Alas, poor Pluto, the dissing just keeps on coming.

Last year, the erstwhile ninth planet was demoted because astronomers had discovered a nearby object, now officially named Eris, that was larger in diameter than Pluto. (According to the latest measurements, Eris is 2,400 kilometers across, compared to Pluto’s 2,200.) If Pluto was a planet, then so was Eris—making it the tenth.

But instead of taking that route, which would have opened membership in the club of planets to other large objects such as the asteroid Ceres and Pluto’s own moon Charon, astronomers decided to get pickier about what defines a planet. Pluto would hence be a “dwarf planet,” one that orbits the Sun but that has insufficient mass to “gravitationally dominate” its region of the solar system—that is, enough mass to sweep away other stuff orbiting there. But heck, at least Pluto was the heftiest, most massive dwarf.

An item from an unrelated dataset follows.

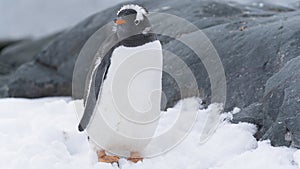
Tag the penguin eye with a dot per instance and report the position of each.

Pluto fans who never got over last year’s ouster had better brace themselves. In a paper in tomorrow’s issue of the journal Science, astronomers Michael Brown (who discovered Eris in 2003) and Emily Schaller of the California Institute of Technology report that Eris, having gotten Pluto kicked out of the club of planets, is at it again. Using the Hubble Space Telescope and the telescope at the Keck Observatory, the Caltech astronomers calculate that Eris has a mass 27 percent greater than Pluto’s. That puts its density at 2 grams per cubic centimeter, suggesting a composition of ice and rock very similar to Pluto. “In addition to being the largest, Eris is also the most massive known dwarf planet,” the scientists write. Any hope that Eris is an air head—all diameter and no heft—is now gone.

“This was Pluto’s last chance to be the biggest thing found so far in the Kuiper belt,” said Brown. “There was a possibility that Pluto and Eris were roughly the same size, but these new results show that it’s second place at best for Pluto.”

Pluto could not be reached for comment.